The whole point of a virtual AI key is that it's safer than the raw vendor key. It's scoped, attributed, and revocable. But it still has one classical problem: if it leaks, it's bearer. Someone with the string can replay it.

Visionality v2.0 changed that. Spend tokens now carry an envelope v2 binding key — a second factor minted server-side, shown to the operator once, and stored on the server only as AES-256-GCM ciphertext bound to the token id, the binding algorithm, and the org id (the AAD).
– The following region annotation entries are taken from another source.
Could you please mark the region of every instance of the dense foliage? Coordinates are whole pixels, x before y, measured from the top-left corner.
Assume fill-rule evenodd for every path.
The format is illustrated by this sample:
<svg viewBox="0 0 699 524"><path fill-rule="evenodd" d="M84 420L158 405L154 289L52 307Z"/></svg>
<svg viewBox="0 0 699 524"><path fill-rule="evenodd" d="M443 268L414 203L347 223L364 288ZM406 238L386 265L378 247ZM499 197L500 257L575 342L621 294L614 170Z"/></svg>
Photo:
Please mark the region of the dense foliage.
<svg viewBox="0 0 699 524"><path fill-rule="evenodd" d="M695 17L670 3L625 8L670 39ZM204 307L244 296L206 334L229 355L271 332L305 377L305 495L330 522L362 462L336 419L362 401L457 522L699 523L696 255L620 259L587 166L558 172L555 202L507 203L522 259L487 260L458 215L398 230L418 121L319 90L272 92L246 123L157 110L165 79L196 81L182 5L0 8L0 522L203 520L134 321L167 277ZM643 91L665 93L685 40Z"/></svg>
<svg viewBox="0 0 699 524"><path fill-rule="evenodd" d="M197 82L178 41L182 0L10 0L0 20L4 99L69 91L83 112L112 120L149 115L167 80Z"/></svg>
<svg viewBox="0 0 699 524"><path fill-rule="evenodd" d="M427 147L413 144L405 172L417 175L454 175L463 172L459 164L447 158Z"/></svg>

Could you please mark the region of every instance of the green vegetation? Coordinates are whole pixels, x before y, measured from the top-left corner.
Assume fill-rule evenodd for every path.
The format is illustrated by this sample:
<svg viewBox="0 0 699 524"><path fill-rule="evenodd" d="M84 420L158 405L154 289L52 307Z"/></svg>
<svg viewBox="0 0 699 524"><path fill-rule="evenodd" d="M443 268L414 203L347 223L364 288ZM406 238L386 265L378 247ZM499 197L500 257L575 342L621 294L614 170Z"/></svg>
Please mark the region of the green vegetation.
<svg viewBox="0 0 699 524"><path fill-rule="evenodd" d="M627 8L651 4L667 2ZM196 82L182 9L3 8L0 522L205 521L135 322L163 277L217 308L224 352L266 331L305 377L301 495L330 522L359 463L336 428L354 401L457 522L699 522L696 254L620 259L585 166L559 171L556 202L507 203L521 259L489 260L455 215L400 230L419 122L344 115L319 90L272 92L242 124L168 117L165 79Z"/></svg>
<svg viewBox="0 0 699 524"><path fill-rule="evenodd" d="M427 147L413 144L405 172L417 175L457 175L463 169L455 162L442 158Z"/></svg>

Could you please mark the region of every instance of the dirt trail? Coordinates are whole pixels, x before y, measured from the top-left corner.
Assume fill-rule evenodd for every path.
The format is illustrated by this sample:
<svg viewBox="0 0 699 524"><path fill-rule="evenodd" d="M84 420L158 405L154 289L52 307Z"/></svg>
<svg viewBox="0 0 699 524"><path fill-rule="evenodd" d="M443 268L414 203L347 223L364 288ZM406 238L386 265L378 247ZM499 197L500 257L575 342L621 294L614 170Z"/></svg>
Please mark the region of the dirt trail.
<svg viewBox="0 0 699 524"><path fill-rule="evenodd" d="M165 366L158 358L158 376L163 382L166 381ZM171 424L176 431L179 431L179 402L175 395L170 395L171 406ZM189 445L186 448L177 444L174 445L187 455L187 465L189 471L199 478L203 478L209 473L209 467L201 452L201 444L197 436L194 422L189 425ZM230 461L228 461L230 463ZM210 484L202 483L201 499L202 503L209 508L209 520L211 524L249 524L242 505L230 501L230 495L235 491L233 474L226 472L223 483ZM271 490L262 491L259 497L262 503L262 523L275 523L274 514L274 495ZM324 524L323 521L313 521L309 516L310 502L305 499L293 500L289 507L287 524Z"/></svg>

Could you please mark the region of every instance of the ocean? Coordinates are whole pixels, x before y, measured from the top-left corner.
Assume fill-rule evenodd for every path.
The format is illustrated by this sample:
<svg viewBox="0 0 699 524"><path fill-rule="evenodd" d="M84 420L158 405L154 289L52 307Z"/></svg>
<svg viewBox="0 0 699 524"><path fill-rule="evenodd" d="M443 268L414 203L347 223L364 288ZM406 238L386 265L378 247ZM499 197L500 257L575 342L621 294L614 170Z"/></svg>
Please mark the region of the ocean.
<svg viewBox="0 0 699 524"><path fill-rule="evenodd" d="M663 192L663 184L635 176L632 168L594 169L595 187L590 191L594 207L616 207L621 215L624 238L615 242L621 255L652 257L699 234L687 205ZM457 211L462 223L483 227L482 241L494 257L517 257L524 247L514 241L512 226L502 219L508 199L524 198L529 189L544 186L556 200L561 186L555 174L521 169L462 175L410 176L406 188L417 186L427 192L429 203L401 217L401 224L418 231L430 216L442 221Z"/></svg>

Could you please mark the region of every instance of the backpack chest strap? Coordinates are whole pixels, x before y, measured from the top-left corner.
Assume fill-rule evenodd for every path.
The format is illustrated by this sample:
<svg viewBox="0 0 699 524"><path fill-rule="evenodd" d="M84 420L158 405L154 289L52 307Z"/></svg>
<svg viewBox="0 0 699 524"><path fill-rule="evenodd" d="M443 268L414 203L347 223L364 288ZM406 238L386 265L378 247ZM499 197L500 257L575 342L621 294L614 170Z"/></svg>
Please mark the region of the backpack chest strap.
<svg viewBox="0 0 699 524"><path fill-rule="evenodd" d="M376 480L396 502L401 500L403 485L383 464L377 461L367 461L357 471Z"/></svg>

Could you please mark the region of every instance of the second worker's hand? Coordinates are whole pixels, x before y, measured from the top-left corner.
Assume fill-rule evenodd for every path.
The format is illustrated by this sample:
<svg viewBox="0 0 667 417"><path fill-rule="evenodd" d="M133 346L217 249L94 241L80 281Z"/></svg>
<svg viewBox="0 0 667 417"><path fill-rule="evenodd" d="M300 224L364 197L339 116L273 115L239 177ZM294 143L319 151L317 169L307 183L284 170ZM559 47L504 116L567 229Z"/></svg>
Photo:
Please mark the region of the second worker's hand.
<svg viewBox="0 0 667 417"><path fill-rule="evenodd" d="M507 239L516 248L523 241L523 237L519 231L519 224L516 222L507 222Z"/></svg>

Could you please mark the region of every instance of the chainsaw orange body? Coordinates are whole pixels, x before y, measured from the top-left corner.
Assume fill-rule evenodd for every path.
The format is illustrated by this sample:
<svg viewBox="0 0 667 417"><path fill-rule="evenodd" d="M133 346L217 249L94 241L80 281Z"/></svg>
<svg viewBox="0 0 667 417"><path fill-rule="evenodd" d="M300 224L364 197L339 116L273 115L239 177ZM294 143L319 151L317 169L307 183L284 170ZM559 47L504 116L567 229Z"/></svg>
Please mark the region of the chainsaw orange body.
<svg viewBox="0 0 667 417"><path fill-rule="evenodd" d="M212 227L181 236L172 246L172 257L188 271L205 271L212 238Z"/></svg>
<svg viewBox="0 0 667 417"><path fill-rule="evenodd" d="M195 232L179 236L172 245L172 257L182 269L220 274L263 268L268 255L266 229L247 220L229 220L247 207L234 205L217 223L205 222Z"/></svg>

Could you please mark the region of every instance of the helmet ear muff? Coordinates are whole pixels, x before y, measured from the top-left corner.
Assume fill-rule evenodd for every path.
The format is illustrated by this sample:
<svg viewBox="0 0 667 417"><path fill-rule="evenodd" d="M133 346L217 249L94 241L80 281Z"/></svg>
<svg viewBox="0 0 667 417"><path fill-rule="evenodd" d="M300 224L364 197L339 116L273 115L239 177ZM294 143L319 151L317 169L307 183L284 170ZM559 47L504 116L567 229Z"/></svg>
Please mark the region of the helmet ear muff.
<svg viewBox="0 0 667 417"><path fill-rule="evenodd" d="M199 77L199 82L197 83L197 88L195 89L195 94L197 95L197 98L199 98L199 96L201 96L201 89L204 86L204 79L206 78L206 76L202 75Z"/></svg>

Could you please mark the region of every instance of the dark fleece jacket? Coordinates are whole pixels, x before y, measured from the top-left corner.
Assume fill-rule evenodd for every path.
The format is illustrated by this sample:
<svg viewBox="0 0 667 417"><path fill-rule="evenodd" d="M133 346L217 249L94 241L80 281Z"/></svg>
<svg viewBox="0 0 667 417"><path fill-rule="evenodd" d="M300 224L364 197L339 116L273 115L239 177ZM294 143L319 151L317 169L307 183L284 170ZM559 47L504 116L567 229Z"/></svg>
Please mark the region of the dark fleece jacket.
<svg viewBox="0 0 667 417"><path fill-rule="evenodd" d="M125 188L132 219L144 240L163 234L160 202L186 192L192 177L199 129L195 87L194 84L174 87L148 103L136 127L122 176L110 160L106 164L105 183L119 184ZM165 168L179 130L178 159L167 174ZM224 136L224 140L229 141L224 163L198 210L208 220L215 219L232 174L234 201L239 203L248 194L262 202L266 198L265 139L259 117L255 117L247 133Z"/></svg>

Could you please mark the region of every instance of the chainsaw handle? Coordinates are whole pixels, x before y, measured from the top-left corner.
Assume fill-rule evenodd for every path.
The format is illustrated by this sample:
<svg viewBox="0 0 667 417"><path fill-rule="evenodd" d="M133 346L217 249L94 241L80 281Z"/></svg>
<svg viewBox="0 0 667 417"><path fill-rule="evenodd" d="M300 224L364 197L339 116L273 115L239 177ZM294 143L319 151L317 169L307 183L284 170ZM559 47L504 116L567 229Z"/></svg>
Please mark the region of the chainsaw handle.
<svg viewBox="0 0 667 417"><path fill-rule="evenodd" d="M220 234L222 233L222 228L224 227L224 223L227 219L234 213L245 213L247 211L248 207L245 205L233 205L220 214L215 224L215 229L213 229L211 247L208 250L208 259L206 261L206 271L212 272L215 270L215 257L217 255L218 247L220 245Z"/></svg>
A leaked token without that key gets rejected with a structured 401 — and every rejection lands on request_logs.binding_status for the auditor.

This is the same posture as a credit card with CVC, except the CVC is rotated per-token and never crosses the wire after the issue moment.

The wire format

Three headers, all printable ASCII, all idempotent within a one-minute window:

Authorization: Bearer spt_<id>.<material>
X-Acc-Binding:  <base64url(hmac_sha256(binding_key, input))>
X-Acc-Caller:   <opaque>            # reserved for v3 caller-context

The binding proof is built like this:

binding_input = "<token_id>|<minute_bucket>|<body_sha256>"
binding_proof = base64url( hmac_sha256(binding_key, binding_input) )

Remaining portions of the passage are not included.